Clock Domain Crossing Violations in FPGA, Part 2

Clock Domain Crossing — CDC — is one of those topics that looks simple on paper and then quietly destroys your hardware bring-up. You read about two-flop synchronizers, nod along, and move on. Then you build a real multi-clock design and spend days chasing bugs that never showed up in simulation.

This article walks through three CDC scenarios using a real FIR filter project as the backdrop. The first is a hypothetical — a very easy mistake to make that clearly illustrates the core problem. The second and third are real bugs encountered during development, both caused by the same class of thinking error. By the end, the pattern behind all three should be clear.
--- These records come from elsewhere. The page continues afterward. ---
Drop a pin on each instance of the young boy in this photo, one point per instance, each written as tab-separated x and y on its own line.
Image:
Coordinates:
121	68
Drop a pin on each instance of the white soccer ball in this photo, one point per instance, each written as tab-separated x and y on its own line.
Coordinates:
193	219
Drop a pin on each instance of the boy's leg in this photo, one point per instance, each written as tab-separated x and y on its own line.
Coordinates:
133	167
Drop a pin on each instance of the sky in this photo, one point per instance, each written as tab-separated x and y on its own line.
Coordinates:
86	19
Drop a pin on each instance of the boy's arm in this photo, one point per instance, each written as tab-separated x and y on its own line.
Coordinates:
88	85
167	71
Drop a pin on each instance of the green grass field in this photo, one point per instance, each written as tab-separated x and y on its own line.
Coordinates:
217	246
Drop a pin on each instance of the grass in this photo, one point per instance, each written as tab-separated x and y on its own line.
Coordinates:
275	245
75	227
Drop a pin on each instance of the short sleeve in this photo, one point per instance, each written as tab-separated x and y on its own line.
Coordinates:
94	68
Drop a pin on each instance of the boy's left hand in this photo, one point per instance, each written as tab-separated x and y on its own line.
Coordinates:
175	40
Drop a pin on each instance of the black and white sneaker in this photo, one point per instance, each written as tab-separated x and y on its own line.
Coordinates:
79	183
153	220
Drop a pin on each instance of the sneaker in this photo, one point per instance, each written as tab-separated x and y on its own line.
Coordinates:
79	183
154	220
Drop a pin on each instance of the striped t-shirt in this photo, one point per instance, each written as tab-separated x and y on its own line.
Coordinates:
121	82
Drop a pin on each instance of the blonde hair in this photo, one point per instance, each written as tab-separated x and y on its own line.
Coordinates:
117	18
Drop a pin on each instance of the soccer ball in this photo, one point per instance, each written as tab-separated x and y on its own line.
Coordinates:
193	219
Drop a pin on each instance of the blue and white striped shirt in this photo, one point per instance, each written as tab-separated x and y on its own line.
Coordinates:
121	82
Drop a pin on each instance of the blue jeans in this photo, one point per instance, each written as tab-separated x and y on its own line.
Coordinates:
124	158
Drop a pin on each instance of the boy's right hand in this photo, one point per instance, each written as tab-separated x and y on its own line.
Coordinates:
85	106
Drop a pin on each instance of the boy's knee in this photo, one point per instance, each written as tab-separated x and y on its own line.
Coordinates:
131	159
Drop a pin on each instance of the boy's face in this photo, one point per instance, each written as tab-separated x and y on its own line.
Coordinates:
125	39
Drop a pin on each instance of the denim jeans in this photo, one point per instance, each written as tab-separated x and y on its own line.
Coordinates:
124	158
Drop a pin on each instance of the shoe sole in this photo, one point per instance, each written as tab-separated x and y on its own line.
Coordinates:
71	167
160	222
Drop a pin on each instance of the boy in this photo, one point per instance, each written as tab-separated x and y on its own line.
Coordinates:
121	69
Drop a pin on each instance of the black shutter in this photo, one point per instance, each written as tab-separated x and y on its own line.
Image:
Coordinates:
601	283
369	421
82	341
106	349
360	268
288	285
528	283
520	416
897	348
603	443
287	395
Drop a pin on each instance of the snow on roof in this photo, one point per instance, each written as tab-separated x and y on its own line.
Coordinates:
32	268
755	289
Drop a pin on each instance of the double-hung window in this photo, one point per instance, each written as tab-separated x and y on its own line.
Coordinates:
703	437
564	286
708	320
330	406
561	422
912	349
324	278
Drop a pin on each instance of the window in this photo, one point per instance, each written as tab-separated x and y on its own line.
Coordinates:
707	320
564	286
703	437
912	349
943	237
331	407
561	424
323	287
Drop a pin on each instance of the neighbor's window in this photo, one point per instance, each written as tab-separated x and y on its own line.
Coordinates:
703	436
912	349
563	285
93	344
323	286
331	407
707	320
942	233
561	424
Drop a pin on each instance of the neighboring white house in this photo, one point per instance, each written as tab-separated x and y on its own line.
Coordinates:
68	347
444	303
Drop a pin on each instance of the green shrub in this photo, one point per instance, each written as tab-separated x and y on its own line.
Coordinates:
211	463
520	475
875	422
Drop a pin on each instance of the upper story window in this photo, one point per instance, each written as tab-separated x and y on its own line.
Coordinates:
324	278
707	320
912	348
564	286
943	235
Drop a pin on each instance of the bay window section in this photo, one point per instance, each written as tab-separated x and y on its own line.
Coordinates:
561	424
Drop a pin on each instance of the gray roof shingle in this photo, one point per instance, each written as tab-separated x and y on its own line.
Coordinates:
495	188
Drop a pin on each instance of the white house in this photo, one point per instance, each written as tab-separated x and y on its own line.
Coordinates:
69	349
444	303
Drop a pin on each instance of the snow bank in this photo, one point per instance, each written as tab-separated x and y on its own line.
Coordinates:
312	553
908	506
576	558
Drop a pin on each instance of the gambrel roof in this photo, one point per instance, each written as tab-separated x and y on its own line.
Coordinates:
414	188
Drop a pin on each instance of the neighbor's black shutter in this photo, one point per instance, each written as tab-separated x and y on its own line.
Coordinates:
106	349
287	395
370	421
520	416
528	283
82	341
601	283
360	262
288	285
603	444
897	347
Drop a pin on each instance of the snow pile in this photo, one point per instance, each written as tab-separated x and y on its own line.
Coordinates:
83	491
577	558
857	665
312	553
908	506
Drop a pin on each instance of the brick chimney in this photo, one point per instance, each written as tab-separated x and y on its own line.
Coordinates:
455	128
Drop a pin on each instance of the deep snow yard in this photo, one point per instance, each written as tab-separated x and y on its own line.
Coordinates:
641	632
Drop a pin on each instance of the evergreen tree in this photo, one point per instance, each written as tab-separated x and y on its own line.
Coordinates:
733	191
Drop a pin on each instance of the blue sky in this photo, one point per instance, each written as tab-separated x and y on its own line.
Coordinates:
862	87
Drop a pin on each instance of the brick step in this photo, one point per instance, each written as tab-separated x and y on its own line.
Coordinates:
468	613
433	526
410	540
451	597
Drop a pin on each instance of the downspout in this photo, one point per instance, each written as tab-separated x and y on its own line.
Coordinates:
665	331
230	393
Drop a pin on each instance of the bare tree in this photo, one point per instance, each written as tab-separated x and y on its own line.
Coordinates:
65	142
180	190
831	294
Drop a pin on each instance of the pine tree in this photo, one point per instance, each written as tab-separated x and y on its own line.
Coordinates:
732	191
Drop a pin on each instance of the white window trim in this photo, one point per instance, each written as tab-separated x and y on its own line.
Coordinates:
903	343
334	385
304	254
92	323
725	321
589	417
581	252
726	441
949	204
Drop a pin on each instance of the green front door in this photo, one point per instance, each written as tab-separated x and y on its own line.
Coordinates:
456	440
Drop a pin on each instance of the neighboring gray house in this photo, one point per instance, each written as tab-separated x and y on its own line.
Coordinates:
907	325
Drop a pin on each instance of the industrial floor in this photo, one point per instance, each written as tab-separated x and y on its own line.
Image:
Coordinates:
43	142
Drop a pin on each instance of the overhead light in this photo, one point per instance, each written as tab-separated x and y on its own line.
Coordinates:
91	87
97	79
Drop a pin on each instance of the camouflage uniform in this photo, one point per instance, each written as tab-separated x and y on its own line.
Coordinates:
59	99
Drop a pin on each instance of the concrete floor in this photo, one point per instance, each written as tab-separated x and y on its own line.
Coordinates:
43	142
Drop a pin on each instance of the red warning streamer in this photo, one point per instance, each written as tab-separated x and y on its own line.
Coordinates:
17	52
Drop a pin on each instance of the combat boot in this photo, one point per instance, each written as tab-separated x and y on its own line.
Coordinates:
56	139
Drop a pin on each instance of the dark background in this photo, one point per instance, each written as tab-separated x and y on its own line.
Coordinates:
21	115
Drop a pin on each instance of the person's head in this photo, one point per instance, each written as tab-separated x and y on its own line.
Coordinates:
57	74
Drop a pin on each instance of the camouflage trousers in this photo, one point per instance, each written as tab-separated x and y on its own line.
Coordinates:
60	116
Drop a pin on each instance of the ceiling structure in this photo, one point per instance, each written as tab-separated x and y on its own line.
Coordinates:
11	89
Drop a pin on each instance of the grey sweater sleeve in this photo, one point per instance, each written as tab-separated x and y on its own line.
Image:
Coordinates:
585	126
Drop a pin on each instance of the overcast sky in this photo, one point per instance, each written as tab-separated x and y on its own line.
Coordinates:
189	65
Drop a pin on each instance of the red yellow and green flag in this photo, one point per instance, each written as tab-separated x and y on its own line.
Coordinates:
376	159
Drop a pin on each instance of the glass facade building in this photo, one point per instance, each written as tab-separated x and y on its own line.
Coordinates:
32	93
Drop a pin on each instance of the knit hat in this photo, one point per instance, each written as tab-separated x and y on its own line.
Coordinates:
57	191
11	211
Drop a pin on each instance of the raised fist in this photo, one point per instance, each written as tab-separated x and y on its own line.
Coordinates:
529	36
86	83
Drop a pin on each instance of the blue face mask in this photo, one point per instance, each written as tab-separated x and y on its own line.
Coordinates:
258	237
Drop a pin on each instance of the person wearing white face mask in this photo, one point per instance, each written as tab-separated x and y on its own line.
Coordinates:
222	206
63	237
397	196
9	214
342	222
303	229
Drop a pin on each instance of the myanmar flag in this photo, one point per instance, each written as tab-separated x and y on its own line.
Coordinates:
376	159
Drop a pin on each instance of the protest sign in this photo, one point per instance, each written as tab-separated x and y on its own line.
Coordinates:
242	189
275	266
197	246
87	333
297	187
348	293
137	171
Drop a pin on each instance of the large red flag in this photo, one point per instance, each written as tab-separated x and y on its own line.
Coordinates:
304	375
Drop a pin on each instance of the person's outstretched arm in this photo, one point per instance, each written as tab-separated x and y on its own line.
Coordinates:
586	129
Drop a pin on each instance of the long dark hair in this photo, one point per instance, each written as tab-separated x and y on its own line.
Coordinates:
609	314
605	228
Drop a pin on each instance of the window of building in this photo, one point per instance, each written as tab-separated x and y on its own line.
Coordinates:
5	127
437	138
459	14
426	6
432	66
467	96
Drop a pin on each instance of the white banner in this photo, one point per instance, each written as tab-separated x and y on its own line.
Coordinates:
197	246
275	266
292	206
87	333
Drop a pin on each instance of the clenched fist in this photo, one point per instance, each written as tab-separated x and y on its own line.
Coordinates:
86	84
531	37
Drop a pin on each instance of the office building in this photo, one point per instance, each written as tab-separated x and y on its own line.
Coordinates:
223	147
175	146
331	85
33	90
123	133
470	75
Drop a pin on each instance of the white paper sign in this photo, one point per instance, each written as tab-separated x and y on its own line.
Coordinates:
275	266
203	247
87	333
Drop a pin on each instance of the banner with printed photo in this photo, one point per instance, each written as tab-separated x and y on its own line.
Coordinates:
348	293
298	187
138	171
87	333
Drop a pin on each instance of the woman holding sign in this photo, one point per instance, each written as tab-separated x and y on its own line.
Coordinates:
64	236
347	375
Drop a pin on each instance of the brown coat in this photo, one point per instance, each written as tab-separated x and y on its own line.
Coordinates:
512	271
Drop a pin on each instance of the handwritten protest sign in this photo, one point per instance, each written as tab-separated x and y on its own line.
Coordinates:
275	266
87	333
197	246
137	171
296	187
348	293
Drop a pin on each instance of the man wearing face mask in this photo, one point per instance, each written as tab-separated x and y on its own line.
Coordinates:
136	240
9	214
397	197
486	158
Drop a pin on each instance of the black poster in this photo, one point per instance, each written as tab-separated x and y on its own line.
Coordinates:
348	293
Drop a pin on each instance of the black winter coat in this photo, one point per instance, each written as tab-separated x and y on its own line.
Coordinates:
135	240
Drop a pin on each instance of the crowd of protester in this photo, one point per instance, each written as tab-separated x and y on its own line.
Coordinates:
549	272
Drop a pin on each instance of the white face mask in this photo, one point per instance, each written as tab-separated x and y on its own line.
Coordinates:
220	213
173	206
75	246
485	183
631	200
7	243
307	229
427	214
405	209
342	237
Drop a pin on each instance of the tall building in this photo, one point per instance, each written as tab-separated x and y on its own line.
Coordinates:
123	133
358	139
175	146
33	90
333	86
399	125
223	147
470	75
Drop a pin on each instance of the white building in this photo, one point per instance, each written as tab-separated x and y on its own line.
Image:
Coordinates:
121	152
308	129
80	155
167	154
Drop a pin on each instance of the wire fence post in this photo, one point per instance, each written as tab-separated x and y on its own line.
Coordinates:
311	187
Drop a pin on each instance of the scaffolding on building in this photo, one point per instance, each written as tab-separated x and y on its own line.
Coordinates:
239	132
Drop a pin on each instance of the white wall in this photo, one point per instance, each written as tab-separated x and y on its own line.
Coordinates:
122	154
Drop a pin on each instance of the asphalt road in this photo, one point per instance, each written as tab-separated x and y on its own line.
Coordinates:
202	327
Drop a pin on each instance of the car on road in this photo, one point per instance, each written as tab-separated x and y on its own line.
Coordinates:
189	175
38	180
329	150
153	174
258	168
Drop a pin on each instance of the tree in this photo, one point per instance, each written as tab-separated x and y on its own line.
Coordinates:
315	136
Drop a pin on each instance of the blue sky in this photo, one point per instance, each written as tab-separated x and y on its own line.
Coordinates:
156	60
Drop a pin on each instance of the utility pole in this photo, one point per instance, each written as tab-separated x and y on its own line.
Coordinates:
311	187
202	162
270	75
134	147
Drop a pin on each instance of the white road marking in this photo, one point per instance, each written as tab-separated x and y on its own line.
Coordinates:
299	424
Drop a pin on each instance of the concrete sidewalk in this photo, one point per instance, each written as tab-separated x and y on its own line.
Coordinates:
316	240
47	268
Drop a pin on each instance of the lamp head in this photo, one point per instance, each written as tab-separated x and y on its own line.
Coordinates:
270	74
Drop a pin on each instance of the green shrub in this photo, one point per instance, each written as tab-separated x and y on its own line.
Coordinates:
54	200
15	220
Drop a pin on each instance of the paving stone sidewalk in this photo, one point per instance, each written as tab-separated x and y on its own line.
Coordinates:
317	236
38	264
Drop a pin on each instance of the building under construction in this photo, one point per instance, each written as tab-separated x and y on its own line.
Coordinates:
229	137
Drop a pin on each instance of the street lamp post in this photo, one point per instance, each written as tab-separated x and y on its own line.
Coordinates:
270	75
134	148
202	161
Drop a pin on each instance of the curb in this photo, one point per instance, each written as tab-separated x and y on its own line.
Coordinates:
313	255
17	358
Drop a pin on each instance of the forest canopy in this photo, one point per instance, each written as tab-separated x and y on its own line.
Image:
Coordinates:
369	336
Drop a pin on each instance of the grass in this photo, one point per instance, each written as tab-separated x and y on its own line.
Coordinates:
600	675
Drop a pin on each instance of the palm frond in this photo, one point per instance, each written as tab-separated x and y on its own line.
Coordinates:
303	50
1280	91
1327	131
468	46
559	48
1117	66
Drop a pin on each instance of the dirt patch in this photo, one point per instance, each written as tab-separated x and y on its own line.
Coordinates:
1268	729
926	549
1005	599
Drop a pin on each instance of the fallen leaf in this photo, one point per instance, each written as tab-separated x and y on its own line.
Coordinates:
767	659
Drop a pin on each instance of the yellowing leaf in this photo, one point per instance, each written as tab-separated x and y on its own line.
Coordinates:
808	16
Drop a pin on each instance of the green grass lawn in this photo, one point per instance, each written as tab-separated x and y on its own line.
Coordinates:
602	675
Description of the two Project Designs

The first design is a real-time FIR low-pass filter on a Xilinx FPGA. A DDS (Direct Digital Synthesis) core generates a swept-frequency cosine signal, which is decimated down to a 500 kHz sample rate and fed into a 25 kHz FIR filter. The filtered output is written to an AD5445 DAC so the filter’s frequency response can be observed in time-domain on an oscilloscope, and in frequency-domain on a spectrum analyzer.

The second design is similar to the fist design except that the DDS Ipcore is replaced with an ADC: ADC1173 that samples data coming out of an external frequency generator, which is used to perform a manual frequency sweep. The ADC samples data at 10MHz and the sampled data get decimated to 500KHz before it is sent to the FIR.

A PLL generates three clocks from the board input. The 200 MHz clock drives the DDS engine, the FIR core, and the DAC state machine. The 10 MHz clock goes out to the ADC interface pin.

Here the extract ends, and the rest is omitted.